So "I did not set it" and "I set it to []" are opposite extremes, not the same thing. That distinction is the single most common source of confusion with this option.

In practice you usually pass ["project"]. That loads everything version-controlled with the repository and nothing personal or machine-specific, which is exactly what you want for an agent that should behave the same in CI as it does on your laptop.

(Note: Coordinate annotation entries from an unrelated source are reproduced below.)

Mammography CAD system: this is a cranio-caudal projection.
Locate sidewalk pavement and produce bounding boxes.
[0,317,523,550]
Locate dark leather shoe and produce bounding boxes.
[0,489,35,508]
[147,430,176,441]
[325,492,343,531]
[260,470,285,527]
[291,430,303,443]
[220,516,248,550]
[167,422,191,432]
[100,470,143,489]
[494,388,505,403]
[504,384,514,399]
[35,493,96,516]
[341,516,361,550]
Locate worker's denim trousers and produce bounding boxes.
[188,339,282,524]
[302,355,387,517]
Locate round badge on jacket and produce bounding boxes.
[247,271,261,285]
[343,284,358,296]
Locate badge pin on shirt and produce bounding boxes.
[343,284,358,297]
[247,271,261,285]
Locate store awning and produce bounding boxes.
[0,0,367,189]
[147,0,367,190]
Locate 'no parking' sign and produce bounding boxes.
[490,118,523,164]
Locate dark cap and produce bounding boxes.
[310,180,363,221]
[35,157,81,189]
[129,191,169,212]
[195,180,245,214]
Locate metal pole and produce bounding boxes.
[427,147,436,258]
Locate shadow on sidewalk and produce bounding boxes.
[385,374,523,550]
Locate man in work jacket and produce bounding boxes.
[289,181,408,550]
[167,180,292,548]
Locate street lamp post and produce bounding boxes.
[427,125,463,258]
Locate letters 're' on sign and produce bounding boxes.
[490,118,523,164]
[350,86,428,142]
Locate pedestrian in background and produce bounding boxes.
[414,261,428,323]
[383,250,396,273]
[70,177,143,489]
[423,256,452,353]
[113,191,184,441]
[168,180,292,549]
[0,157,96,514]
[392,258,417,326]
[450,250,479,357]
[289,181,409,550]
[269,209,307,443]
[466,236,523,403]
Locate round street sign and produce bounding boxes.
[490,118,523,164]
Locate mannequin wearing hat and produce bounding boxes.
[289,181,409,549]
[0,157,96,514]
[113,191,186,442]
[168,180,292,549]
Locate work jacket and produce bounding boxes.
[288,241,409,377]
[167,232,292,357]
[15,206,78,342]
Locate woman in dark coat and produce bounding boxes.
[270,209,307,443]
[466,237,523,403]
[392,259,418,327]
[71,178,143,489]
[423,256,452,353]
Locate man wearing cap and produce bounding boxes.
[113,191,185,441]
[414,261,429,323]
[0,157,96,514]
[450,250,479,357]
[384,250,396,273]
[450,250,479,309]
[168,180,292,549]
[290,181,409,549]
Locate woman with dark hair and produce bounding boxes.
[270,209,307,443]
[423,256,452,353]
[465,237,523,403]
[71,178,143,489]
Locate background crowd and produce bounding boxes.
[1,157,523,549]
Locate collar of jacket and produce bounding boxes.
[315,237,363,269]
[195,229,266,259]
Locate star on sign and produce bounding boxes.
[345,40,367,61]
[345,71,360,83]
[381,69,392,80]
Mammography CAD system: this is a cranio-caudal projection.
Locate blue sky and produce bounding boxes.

from claude_agent_sdk import query, ClaudeAgentOptions
async for message in query(
prompt="Fix the failing tests in buggy-shop.",
options=ClaudeAgentOptions(
setting_sources=["project"], # load ./.claude/ : CLAUDE.md, rules, skills
allowed_tools=["Read", "Edit", "Bash", "Glob", "Grep", "Skill"],
),
):
print(message)
import { query } from "@anthropic-ai/claude-agent-sdk";
for await (const message of query({
prompt: "Fix the failing tests in buggy-shop.",
options: {
settingSources: ["project"], // load ./.claude/ : CLAUDE.md, rules, skills
allowedTools: ["Read", "Edit", "Bash", "Glob", "Grep", "Skill"],
},
})) {
console.log(message);
}
Gotcha (Python only): in SDK 0.1.59 and earlier, an empty list was treated the same as omitting the option, so setting_sources=[] did not disable filesystem settings. If you rely on [] to lock the agent down to code-only configuration, upgrade. The TypeScript SDK was never affected. Note also that managed policy settings and the global ~/.claude.json config load regardless of this option, so [] is not a complete airlock.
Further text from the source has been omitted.